Sur Europe 1, il affirme avoir vu un élu communiste du Grand Lyon porter une écharpe du Hamas.
« Lors du dernier conseil métropolitain, une personne est intervenue, c’est un élu communiste qui a porté l’écharpe du Hamas pendant son intervention. Je vous le garantis ! », insiste Claude Cohen, poursuivant : « Je fais très bien la différence entre l’écharpe palestinienne et l’écharpe du Hamas. Je fais très bien la différence ».
Selon nos informations, aucune plainte ou enquête n’est recensé concernant des insultes ou menaces contre le maire de Mions.
« C’est une constante dans la vie politique, mais il y a incontestablement une accélération depuis le 7 octobre », a déploré Yonathan Arfi (président du CRIF) à propos de la démission du maire.
Polémique sur la construction des logements sociaux
Autre argument qu’il avance pour expliquer son départ : la décision en janvier 2024 de la préfecture du Rhône de sanctionner plusieurs communes dont Mions à cause du manque de construction de logements sociaux.
Depuis cette date, le maire ne pouvait plus signer de permis de construire. La compétence étant reprise en main par la préfète du Rhône.
« Je n’ai jamais refusé un seul permis de construire pour des logements sociaux. Il se trouve simplement qu’ici, il n’y a pas de foncier disponible », s’est-il défendu auprès de France 3.

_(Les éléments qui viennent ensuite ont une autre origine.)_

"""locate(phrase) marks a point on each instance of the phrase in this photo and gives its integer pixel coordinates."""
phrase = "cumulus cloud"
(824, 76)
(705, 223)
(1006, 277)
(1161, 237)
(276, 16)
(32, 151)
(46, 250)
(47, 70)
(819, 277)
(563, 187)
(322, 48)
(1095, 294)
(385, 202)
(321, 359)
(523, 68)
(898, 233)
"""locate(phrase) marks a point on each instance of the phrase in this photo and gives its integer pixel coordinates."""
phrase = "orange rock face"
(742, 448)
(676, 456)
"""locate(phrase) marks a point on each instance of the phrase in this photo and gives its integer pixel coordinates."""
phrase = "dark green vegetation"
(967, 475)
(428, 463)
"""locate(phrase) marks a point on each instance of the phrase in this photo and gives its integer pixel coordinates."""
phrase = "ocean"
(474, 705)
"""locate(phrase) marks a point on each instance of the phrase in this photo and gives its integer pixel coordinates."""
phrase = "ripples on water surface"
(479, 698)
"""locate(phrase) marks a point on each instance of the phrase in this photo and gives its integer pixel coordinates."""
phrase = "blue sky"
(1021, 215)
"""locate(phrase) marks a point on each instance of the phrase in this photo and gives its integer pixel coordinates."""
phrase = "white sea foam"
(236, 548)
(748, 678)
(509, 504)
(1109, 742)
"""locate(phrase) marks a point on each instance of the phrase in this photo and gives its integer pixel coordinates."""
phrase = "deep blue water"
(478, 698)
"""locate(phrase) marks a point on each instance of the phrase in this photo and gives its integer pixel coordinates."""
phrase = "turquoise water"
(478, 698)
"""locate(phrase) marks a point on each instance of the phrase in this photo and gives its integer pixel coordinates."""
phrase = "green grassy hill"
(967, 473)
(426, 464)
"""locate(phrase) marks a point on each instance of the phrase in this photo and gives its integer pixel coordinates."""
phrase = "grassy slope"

Dernier grief pour l’élu LR : ses relations compliquées avec la Métropole écologiste. Ce dernier affirme que le président du Grand Lyon Bruno Bernard « impose » ses décisions aux maires des petites communes.
La préfecture a désormais entre 8 jours et deux mois pour acter la démission de Claude Cohen. Le conseil municipal devra se réunir pour élire son successeur.